Whirlpool. Lettera dei sindacati all’ad Marc Bitzer. “Mantenga gli impegni presi con i lavoratori”

“La proprietà americana non può continuare irresponsabilmente a disattendere gli impegni presi con i lavoratori e lo Stato italiano. Non disattendere l’accordo del 25 ottobre 2018 è anche questione di rispetto per il nostro Paese: se la politica non è in grado si esigerlo, i lavoratori lo sono” afferma in una nota Barbara Tibaldi, segretaria nazionale Fiom-Cgil e responsabile del settore elettrodomestico. “Il dramma dei lavoratori Embraco presenti al presidio di oggi davanti al centro direzionale di Pero – afferma Tibaldi – dimostra come le finte reindustrializzazioni non portino da nessuna parte. Le lavoratrici e i lavoratori di tutti i siti produttivi con questa lettera richiamano Marc Bitzer alle sue responsabilità in quanto amministratore delegato di una multinazionale che dichiara di avere e rispettare codici etici. Proseguirà nelle prossime settimane la mobilitazione straordinaria in preparazione della manifestazione nazionale di tutto il gruppo. Il governo convochi urgentemente il tavolo per fornire le soluzioni, che a mezzo stampa il premier Conte, Di Maio prima e Patuanelli dopo, hanno diverse volte annunciato”.

Fim, Fiom e Uilm hanno inviato una lettera a Marc Bitzer, l’ad di Whirlpool Corporation, per spiegare la difficile situazione del gruppo in Italia e il mancato rispetto degli accordi, con la decisione di cedere il sito di Napoli. “Vogliamo però continuare a pensare che la Whirlpool – scrivono le tre federazioni – possa mantenere gli impegni che prende con i lavoratori, con chi li rappresenta e con il Governo italiano perciò facciamo appello a lei perché si faccia garante del rispetto dell’accordo del 25 ottobre 2018”. Questo piano, “perché potesse arrivare a compimento, veniva sostenuto con ammortizzatori sociali che il Governo italiano ha concesso, detti ammortizzatori sociali avrebbero comportato ulteriori sacrifici che i lavoratori hanno però accettato di continuare a fare poiché convinti che fosse un buon piano e che potesse davvero rilanciare l’azienda.

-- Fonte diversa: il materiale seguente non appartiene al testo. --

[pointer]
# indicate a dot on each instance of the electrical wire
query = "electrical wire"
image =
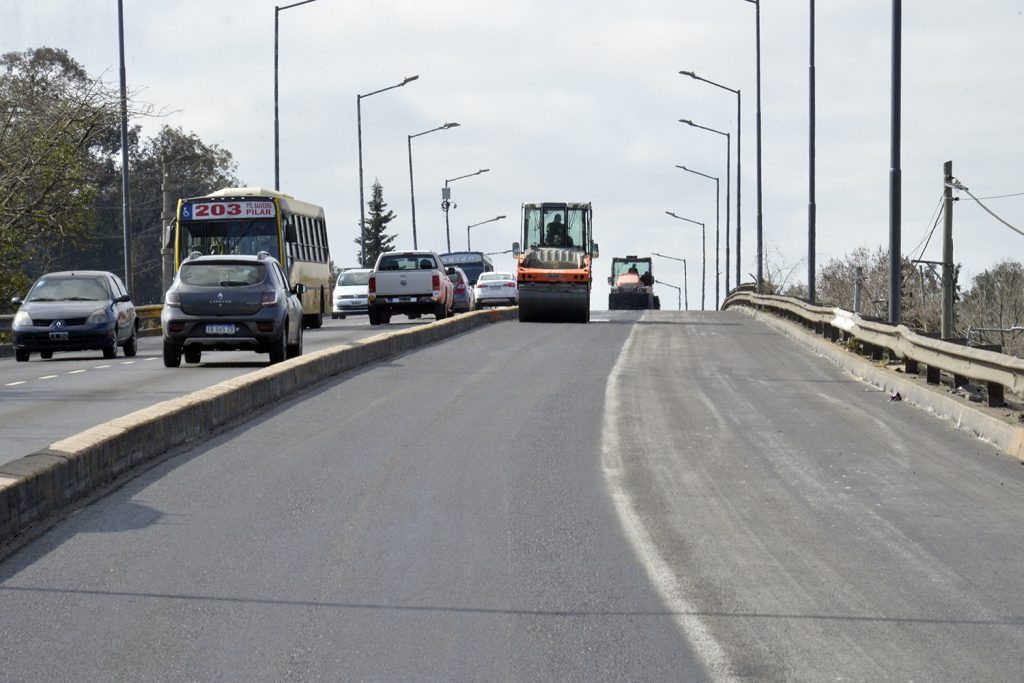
(956, 184)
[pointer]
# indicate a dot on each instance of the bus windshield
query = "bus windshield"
(230, 237)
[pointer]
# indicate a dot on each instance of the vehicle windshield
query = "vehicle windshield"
(70, 289)
(230, 237)
(555, 225)
(348, 279)
(222, 274)
(407, 262)
(641, 267)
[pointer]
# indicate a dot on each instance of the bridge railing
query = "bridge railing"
(998, 371)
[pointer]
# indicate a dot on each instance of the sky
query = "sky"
(581, 101)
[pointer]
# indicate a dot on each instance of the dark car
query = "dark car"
(465, 299)
(231, 303)
(75, 311)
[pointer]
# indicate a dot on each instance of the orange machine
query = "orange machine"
(553, 267)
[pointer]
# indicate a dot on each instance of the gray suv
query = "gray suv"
(231, 303)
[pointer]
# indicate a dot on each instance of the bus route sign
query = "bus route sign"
(227, 210)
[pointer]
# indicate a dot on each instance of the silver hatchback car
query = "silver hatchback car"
(231, 303)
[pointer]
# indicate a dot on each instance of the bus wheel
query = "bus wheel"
(172, 355)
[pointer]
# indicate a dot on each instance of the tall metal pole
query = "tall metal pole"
(895, 185)
(363, 204)
(125, 204)
(811, 207)
(412, 191)
(276, 123)
(757, 5)
(947, 251)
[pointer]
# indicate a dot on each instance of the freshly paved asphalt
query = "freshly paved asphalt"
(674, 497)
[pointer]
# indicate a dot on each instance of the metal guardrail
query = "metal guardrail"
(999, 371)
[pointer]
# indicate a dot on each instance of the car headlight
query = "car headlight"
(97, 316)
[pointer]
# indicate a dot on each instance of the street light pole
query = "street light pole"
(728, 144)
(276, 124)
(686, 298)
(704, 254)
(468, 227)
(811, 206)
(757, 18)
(358, 132)
(739, 179)
(717, 203)
(412, 190)
(446, 203)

Quelle azioni sarebbero dovute iniziare già ai primi mesi del 2019, proprio mentre lei diventava presidente, invece anche quella che poteva sembrare una lenta attuazione del piano si è dimostrata poi nei fatti un mancato rispetto degli accordi, non solo perché Whirlpool ha comunicato la cessione del sito di Napoli, ma anche perché sono venute meno tutte quelle altre azioni che il piano industriale conteneva mettendo conseguentemente a rischio la sostenibilità di altri siti oggi presenti in Italia e altre funzioni di staff”.

“Ci aspettiamo che Marc Bitzer possa avviare un riesame della posizione di Whirlpool – dichiara Gianluca Ficco, segretario nazionale Uilm e responsabile del settore elettrodomestici – mantenendo fede agli accordi stipulati un anno fa, non chiudendo il sito di Napoli e rilanciando gli investimenti. Gli scioperi che hanno visto un’altissima partecipazione in tutti gli stabilimenti italiani – conclude – sono la dimostrazione dell’unità dei lavoratori perchè sono consapevoli che la vera solidarietà non è altruismo ma condivisione degli stessi interessi”.